History of Eureka
From 1945 until 2020 – our 75th year in business – Eureka has continued to provide commercial glass and metal services with an emphasis on customer service.
In 1945, William Spivack founded Eureka Glass Works, Inc., a commercial glass installation sub-contracting firm. William built his reputation installing plate glass windows. He formed a strong relationship with Jack Kelly, Sr., founder of “Kelly for Brickwork” (and father of actress and Princess of Monaco, Grace Kelly). As Kelly built Northeast Philadelphia’s brick rowhomes, William followed along adding glass to the wood window sashes.

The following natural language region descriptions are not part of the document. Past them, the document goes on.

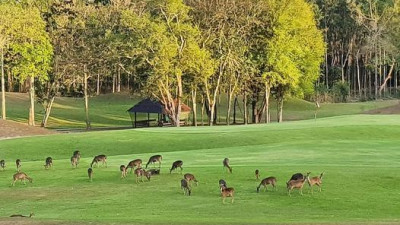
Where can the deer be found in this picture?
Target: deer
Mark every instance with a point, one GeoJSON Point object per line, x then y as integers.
{"type": "Point", "coordinates": [99, 158]}
{"type": "Point", "coordinates": [265, 182]}
{"type": "Point", "coordinates": [134, 163]}
{"type": "Point", "coordinates": [90, 174]}
{"type": "Point", "coordinates": [227, 192]}
{"type": "Point", "coordinates": [225, 163]}
{"type": "Point", "coordinates": [20, 215]}
{"type": "Point", "coordinates": [175, 165]}
{"type": "Point", "coordinates": [48, 163]}
{"type": "Point", "coordinates": [123, 170]}
{"type": "Point", "coordinates": [3, 164]}
{"type": "Point", "coordinates": [154, 159]}
{"type": "Point", "coordinates": [18, 163]}
{"type": "Point", "coordinates": [315, 181]}
{"type": "Point", "coordinates": [22, 177]}
{"type": "Point", "coordinates": [298, 184]}
{"type": "Point", "coordinates": [185, 187]}
{"type": "Point", "coordinates": [257, 173]}
{"type": "Point", "coordinates": [190, 177]}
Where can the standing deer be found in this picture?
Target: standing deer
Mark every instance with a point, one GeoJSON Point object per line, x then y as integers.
{"type": "Point", "coordinates": [18, 164]}
{"type": "Point", "coordinates": [315, 181]}
{"type": "Point", "coordinates": [134, 163]}
{"type": "Point", "coordinates": [99, 158]}
{"type": "Point", "coordinates": [265, 182]}
{"type": "Point", "coordinates": [297, 184]}
{"type": "Point", "coordinates": [154, 159]}
{"type": "Point", "coordinates": [185, 187]}
{"type": "Point", "coordinates": [225, 163]}
{"type": "Point", "coordinates": [22, 177]}
{"type": "Point", "coordinates": [48, 163]}
{"type": "Point", "coordinates": [175, 165]}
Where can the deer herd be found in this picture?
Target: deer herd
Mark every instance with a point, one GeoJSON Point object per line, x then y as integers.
{"type": "Point", "coordinates": [297, 180]}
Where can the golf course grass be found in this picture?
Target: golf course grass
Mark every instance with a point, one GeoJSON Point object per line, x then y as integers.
{"type": "Point", "coordinates": [359, 155]}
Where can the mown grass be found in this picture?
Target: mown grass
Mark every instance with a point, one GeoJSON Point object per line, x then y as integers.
{"type": "Point", "coordinates": [110, 110]}
{"type": "Point", "coordinates": [359, 155]}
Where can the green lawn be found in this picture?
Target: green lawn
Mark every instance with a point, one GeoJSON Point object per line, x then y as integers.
{"type": "Point", "coordinates": [359, 155]}
{"type": "Point", "coordinates": [110, 110]}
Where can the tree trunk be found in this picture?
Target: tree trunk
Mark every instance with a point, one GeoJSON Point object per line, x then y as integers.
{"type": "Point", "coordinates": [88, 126]}
{"type": "Point", "coordinates": [31, 120]}
{"type": "Point", "coordinates": [3, 88]}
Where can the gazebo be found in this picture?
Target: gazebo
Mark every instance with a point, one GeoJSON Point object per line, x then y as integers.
{"type": "Point", "coordinates": [149, 106]}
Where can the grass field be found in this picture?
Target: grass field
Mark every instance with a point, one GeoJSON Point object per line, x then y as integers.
{"type": "Point", "coordinates": [359, 155]}
{"type": "Point", "coordinates": [110, 110]}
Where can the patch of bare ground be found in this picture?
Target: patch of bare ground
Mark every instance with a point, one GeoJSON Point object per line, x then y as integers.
{"type": "Point", "coordinates": [11, 129]}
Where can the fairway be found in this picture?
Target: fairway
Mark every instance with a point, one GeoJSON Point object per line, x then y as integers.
{"type": "Point", "coordinates": [359, 155]}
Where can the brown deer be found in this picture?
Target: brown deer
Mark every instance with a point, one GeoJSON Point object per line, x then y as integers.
{"type": "Point", "coordinates": [48, 163]}
{"type": "Point", "coordinates": [154, 159]}
{"type": "Point", "coordinates": [3, 164]}
{"type": "Point", "coordinates": [227, 192]}
{"type": "Point", "coordinates": [99, 158]}
{"type": "Point", "coordinates": [90, 174]}
{"type": "Point", "coordinates": [315, 181]}
{"type": "Point", "coordinates": [185, 187]}
{"type": "Point", "coordinates": [190, 177]}
{"type": "Point", "coordinates": [134, 163]}
{"type": "Point", "coordinates": [225, 163]}
{"type": "Point", "coordinates": [22, 177]}
{"type": "Point", "coordinates": [175, 165]}
{"type": "Point", "coordinates": [123, 170]}
{"type": "Point", "coordinates": [265, 182]}
{"type": "Point", "coordinates": [257, 173]}
{"type": "Point", "coordinates": [297, 184]}
{"type": "Point", "coordinates": [18, 163]}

William’s son Melvin joined his father in 1947, and together they grew the business through the next three decades. In the 1960s, Eureka began fabricating and installing aluminum frames and doors. In the 1970s, business expanded throughout the Delaware Valley. Melvin shared William’s ability to build relationships. His friendship with Girard Bank led to numerous branch construction projects. When Girard introduced “George,” one of the country’s first automated teller machines (ATMs), Eureka developed an enclosure system of stock aluminum from which each of the revolutionary new cash-dispensing machines was clad.
In 1982, Melvin’s son-in-law Terry Webb joined the business and took the family’s penchant for service to a new customer, Commerce Bank. The bank, known for its bright red branding and convenient hours, was a 27-branch startup, but Eureka went on to install glazing for Commerce at over 700 new branches in seven states – and to renovate those first 27 buildings. Terry assumed leadership of the company in 1993, and in 1995, Eureka purchased the assets of Glass Services Unlimited and began performing service work. Since then, the rebranded Eureka Metal & Glass Services, Inc. has grown in the Delaware Valley and beyond, establishing relationships with architects and a portfolio of projects throughout Southeastern Pennsylvania, New Jersey, Delaware, New York, and Southern Connecticut.
William, Melvin, and Terry shared an ability to relate to clients – appreciating their business concerns, valuing their financial goals, and creatively partnering to execute their design objectives with skill and craftsmanship. These principles guide the firm today and will continue to do so well into the future.